Только иногда по ночам становилось пронзительно тоскливо на душе, и я понимал умом, что это не мой ребенок. Майя, конечно же, взяла его в том доме малютки, где мы с ней побывали, ведь я оставил ей все документы и свою доверенность. Наверное, более всего меня удручала мысль о том, что я обречен на неповторение, на физическое неповторение: у него не будет моей фигуры, моей неповторимой груди, плеч, спины, рук, ног, ступней.

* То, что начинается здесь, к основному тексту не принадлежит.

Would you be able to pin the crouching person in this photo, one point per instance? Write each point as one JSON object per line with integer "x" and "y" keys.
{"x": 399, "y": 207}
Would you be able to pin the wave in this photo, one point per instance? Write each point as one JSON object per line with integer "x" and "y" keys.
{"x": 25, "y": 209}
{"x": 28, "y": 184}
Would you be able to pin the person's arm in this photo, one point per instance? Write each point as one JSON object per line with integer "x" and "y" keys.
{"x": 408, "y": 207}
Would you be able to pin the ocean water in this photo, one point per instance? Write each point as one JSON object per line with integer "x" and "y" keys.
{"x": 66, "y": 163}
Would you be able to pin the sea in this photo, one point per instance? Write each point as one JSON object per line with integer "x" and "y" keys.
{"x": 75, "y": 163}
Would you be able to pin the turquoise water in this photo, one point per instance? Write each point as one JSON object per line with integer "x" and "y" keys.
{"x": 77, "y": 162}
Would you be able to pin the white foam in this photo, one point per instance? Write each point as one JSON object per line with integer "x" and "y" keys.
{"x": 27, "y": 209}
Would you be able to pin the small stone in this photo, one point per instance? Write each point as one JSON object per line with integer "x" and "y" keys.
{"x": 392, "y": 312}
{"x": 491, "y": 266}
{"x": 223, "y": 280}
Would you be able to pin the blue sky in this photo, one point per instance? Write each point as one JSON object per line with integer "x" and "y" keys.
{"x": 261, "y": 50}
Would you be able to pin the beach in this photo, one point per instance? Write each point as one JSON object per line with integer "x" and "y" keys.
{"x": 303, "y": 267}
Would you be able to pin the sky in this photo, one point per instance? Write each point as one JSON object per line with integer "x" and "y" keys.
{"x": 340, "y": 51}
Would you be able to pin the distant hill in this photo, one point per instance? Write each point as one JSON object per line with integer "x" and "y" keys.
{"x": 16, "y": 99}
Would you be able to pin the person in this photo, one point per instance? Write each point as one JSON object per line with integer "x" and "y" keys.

Я не буду в нем узнавать себя маленького, и я буду застрахован от возгласов, услышанных стороной: "Смотрите, он стаптывает обувь ну совсем как отец!"
Но почему-то особую горечь доставляла мне мысль, посвященная тому, что я в течение огромного количества времени впустую истратил столько своего семени, в уникальности и драгоценности которого я ни секунды не сомневался. "У меня же такие замечательные задатки", - думал я сквозь косматые дебри все сильнее овладевавшего мной сна, и я уже начинал видеть множество женщин, качающих на руках младенцев, очень-очень на меня похожих, - забавно, не правда ли? - и еще я успевал подумать о том, что собственный ребенок вызвал бы во мне некоторое круглое чувство или, вернее было бы сказать, чувство чего-то круглого, мягкого, словно котенок, которого все время тянет держать в руках, перебирая шелковистую шерстку.
Как мне теперь представляется, чувство, владевшее мной тогда, когда узнал, что стал отцом, усыновив ребенка, не собиралось, не формировалось во мне в то нечто круглое, бесконечно теплое, а, скорее всего, в уютное состояние успокоенности, остойчивости - из-за тех поселившихся во мне остреньких иголочек сомнений, неуверенности, страха наконец, страха перед неизвестностью, перед собственной беспомощностью, перед самим фактом его рождения, рождения, как я сам себе говорил, "вне меня". "А вдруг? а вдруг? а вдруг что-нибудь?!" пугал я себя и пугался, и все это той первой моей ночью, когда я засыпал отцом и страх прокладывал ко мне свой путь плотной проволочкой, начиная с затылка, через левую сторону груди и далее, далее к ногам.